After that, Leiyuan went further to introduce the “gaze” concept in the aura. She described “gaze” as “a distant manifestation of traces of experience an object collected from humans’ unconscious life.” Such term is closely relevant with aura, as Benjamin wrote, “Experience of the aura thus arises from the fact that a response characteristic of human relationships … The person we look at, or who feels he is being looked at, looks at us in turn.” Art posits man’s physical and spiritual existence, but in none of its works is it concerned with his response. Leiyuan related this concept with two other theories: one was Freud’s psychoanalytic theory, “becoming conscious and leaving behind a memory trace are processed incompatibly with each other;” the other was Proust’s mémoire involontaire: “this experience [of aura as exchanging the gaze] corresponds to the data of the mémoire involontaire.” Like involuntary memories, the gaze does not involve intellectual activities, not informative but “imaginative,” and thus we never get tired of its beauty.
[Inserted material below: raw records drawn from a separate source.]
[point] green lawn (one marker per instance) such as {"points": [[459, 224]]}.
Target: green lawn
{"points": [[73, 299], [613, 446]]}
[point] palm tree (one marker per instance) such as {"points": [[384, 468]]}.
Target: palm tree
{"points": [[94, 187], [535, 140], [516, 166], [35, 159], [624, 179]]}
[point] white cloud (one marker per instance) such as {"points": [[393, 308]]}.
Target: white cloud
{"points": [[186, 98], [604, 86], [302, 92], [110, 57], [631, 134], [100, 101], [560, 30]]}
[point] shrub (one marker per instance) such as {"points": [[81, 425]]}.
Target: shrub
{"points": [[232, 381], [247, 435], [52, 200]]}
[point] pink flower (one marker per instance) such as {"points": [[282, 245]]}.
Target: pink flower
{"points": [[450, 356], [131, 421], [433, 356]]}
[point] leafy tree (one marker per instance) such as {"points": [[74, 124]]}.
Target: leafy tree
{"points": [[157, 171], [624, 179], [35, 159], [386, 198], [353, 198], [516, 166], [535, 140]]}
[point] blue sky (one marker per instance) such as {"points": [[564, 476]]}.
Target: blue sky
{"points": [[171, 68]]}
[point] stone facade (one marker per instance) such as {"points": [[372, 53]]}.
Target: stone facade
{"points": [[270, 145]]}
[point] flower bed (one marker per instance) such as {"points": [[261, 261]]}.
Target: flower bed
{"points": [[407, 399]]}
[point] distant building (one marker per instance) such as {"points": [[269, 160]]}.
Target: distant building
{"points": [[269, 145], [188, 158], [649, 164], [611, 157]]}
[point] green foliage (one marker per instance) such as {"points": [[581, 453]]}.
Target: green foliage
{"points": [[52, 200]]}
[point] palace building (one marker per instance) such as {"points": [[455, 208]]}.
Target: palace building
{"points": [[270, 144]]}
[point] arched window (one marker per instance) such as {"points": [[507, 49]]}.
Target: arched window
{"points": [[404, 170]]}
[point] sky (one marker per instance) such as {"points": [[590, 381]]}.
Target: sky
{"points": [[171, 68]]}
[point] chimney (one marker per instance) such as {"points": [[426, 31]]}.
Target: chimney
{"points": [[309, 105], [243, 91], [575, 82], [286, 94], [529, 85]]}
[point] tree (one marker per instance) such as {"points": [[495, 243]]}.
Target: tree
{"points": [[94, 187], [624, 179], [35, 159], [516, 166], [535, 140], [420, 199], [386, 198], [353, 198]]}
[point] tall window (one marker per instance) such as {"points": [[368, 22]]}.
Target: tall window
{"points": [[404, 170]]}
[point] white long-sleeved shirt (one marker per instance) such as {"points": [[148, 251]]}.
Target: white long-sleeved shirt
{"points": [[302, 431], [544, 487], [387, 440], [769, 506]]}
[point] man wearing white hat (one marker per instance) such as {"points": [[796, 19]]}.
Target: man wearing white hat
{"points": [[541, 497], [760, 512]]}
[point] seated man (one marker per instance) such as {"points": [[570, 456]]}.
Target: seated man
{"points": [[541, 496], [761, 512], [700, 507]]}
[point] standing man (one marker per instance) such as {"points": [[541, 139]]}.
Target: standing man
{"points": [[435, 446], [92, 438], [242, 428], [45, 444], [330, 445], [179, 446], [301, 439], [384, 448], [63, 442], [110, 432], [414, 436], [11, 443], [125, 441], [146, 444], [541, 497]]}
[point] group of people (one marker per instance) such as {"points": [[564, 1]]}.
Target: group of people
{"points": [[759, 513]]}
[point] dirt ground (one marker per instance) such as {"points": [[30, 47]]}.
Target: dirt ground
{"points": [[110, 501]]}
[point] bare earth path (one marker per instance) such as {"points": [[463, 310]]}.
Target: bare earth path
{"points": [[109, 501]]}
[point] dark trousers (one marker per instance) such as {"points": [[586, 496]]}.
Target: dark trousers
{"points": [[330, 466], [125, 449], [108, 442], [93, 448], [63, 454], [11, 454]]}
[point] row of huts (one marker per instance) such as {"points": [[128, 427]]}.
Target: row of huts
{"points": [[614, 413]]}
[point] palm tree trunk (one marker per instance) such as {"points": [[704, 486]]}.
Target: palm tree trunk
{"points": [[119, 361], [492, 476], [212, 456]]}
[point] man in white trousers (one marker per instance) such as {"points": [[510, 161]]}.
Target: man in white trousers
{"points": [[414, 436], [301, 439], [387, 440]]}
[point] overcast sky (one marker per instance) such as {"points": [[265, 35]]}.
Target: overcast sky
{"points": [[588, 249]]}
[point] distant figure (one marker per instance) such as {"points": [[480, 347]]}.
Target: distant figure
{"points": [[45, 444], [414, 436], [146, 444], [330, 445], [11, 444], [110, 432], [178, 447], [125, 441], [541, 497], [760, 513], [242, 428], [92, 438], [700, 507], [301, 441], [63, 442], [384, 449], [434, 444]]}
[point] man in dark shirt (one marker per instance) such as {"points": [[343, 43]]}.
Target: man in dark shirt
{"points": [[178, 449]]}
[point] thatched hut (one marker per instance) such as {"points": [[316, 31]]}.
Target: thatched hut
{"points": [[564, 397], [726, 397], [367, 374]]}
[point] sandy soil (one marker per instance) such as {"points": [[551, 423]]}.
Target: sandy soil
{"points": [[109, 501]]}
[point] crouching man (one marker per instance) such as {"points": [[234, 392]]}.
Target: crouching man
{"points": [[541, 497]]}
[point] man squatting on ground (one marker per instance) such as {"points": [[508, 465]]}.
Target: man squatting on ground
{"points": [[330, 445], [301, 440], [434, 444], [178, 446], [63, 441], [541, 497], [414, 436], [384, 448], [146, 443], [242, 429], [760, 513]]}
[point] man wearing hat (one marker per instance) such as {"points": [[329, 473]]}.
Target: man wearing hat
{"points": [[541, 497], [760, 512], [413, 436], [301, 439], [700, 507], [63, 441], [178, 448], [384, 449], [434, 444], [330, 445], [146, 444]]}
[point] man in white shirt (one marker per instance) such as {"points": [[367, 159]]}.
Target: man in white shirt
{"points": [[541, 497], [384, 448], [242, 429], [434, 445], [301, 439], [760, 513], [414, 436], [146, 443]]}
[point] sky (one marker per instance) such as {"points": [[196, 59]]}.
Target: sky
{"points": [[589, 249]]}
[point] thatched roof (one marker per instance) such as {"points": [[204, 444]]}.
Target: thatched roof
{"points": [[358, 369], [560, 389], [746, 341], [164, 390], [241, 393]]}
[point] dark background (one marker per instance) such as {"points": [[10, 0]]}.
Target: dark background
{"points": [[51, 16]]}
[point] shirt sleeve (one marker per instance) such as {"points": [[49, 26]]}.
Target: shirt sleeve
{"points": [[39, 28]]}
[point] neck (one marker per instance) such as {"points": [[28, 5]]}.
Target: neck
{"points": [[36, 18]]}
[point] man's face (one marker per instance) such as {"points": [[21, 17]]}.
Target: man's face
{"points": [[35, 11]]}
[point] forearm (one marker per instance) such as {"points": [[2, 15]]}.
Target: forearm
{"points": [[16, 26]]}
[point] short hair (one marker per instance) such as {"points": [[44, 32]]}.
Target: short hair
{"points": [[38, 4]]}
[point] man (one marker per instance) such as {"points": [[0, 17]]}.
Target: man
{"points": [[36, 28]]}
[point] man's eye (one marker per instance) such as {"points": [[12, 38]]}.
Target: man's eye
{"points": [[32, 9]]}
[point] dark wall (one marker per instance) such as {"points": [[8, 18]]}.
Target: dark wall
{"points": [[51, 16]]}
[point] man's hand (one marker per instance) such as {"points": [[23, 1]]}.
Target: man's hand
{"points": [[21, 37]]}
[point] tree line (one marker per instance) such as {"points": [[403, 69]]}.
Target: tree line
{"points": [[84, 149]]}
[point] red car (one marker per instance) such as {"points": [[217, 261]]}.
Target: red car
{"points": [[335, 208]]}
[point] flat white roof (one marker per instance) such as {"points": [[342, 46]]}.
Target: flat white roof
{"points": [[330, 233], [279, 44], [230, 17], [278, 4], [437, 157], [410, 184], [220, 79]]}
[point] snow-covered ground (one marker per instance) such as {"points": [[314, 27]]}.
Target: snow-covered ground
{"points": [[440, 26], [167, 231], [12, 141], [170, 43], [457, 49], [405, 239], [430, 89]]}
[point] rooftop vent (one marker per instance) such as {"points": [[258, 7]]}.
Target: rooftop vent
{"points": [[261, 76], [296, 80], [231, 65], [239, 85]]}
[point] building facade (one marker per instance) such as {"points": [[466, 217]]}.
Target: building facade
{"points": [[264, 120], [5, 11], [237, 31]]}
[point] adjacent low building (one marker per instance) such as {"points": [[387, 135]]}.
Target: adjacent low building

In the last part of her session, she introduced aura in NFT in three different dimensions: (1) the endowment of cult values, including authenticity and mysteriousness and nobility; (2) the transformation of exhibition values – the more people are admiring NFT artwork without owning it, the more valuable it becomes; (3) the reconstruction of the lively gaze of works of art: the creation of trustable hallucinations and even an alternative universe of virtuality.

After her unfolding of the three dimensions, this marvelous speech came to an end. Her creativity convincingly connecting a philosophical concept and newly-born art forms has surely left the audience with a strong impression.